Contudo, em que pese o esforço eufemístico de tal relatório para fazer parecer críveis argumentos que, na verdade, suscitam sérios questionamentos técnicos e éticos, não há motivação que seja aceitável ou razoável para justificar uma proposição legislativa que promova o desinvestimento na educação pública (que é uma Política de Estado essencial e permanente) como alternativa para socorrer uma contingência momentânea (ainda que grave). Afinal, a Educação não pode ser “moeda de troca” nas negociações para a concessão das novas parcelas do auxílio emergencial.

O texto da PEC Emergencial, como está posto por seu relator (e coadunado com o texto da PEC do Pacto Federativo), se for aprovado incólume, fará com que a Educação e a Saúde se digladiem na busca por recursos, rivalizando com a Assistência Social, o que seria um desserviço para ambas as áreas (que passariam a ter orçamento interseccionado e sem vinculação percentual própria), razão pela qual é vital que, nas PEC´s mencionadas, sejam suprimidos os dispositivos que põem em risco a lógica atual da dupla vinculação.

Por certo, não há como questionar o propósito declarado da “PEC Emergencial”, já que a austeridade fiscal e a busca de meios para prover auxílio emergencial às camadas mais vulneráveis da população brasileira neste momento agudo da pandemia se mostram demandas autênticas e inadiáveis. Contudo, não há como deixar de denunciar o intento não manifesto da referida PEC, que é aproveitar-se da difícil circunstância do momento como pretexto para alterar a Constituição Federal, visando inserir nela dispositivos que, em verdade, revertem conquistas educacionais históricas, representando duro golpe no financiamento da educação básica pública.
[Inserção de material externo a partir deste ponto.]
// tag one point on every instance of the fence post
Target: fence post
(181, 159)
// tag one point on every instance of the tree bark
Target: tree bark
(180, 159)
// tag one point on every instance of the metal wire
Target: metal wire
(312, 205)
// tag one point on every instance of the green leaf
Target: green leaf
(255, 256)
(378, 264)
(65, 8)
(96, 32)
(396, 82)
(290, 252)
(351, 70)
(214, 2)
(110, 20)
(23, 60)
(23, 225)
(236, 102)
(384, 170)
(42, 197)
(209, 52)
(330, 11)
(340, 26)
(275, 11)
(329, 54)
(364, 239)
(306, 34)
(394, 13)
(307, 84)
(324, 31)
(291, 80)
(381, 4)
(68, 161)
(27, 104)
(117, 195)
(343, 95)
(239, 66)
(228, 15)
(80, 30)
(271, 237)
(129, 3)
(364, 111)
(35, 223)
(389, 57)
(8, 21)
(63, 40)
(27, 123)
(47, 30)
Pondera-se, por fim, que nenhuma ação de assistência social que se considere como emergencial no momento (por mais legítima e necessária que seja, como de fato é) deve ser sustentada em sacrifício das políticas públicas que alicerçam o futuro do país, considerando que, ao acabar com as fontes vinculadas de financiamento da educação básica pública ou unificando as vinculações da Educação e da Saúde (como propõe a PEC Emergencial), o Brasil estará condenado ao agravamento de suas desigualdades socio-educacionais e, com isso, obstar o processo de emancipação social que só a educação pública de qualidade pode assegurar aos cidadãos, fazendo perpetuar a necessidade de políticas assistenciais cada vez mais abrangentes e onerosas.
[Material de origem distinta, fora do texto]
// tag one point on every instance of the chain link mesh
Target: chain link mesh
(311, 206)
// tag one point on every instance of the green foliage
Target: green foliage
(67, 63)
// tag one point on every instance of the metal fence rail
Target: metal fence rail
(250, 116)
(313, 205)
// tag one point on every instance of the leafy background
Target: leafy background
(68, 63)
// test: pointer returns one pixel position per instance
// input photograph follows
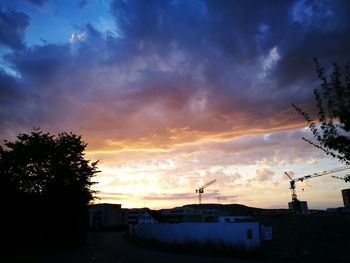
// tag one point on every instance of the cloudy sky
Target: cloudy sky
(172, 94)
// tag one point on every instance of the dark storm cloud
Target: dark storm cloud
(12, 28)
(181, 64)
(37, 2)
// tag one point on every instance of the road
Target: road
(111, 247)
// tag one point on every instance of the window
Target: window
(249, 233)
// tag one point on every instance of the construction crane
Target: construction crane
(200, 190)
(300, 179)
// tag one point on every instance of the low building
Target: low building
(298, 207)
(151, 217)
(106, 216)
(346, 197)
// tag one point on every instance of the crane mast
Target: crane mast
(300, 179)
(200, 190)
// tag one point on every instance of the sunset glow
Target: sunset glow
(172, 94)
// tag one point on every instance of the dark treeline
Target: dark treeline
(45, 189)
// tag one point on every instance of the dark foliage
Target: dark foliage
(332, 128)
(45, 189)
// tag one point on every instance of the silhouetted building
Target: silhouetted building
(134, 214)
(152, 217)
(106, 215)
(346, 197)
(299, 207)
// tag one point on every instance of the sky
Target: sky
(170, 95)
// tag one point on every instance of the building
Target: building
(298, 207)
(106, 216)
(346, 197)
(134, 214)
(151, 217)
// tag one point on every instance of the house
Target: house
(106, 216)
(151, 217)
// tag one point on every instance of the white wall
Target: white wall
(230, 233)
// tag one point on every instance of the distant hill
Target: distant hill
(233, 209)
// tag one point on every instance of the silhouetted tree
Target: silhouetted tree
(332, 128)
(45, 188)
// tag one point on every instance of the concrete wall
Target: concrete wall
(229, 233)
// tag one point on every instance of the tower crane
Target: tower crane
(200, 190)
(300, 179)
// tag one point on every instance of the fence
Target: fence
(245, 234)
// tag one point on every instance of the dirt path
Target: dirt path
(113, 248)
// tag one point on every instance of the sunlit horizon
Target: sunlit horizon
(169, 95)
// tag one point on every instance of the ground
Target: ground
(312, 238)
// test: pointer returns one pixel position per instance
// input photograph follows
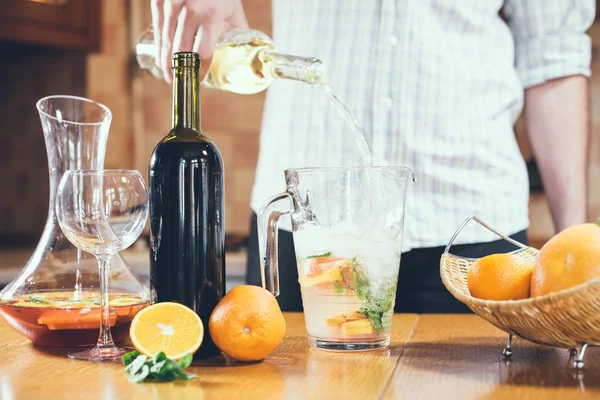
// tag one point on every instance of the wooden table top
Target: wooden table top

Assim sendo, retrocedendo em garantias e em vinculações históricas relativas ao financiamento da educação básica pública no Brasil (que, a duras penas, possibilitaram os avanços educacionais obtidos nas últimas décadas em relação ao acesso e à equidade), a PEC Emergencial, ora pautada no Congresso Nacional, na forma do texto apresentado por seu Relator no Senado, é um acinte ao bom senso e clama por veemente rejeição por parte dos parlamentares verdadeiramente engajados com a causa da educação pública.

De outro modo, em sendo aprovado o texto atual da PEC Emergencial, os efeitos deletérios desse açoite ao direito fundamental à educação recairão sobre os cidadãos brasileiros e sobre o futuro do país, já que, optando por dar à educação valor apenas retórico (já que, na prática, a educação básica pública restará subfinanciada e esvaziada de meios efetivos para dar o salto qualitativo que ela ainda tanto necessita), o Estado brasileiro estará renunciando à oportunidade de pavimentar o caminho que pode abreviar o longo percurso que ainda nos afasta de níveis mais aceitáveis e condignos de desenvolvimento social e econômico.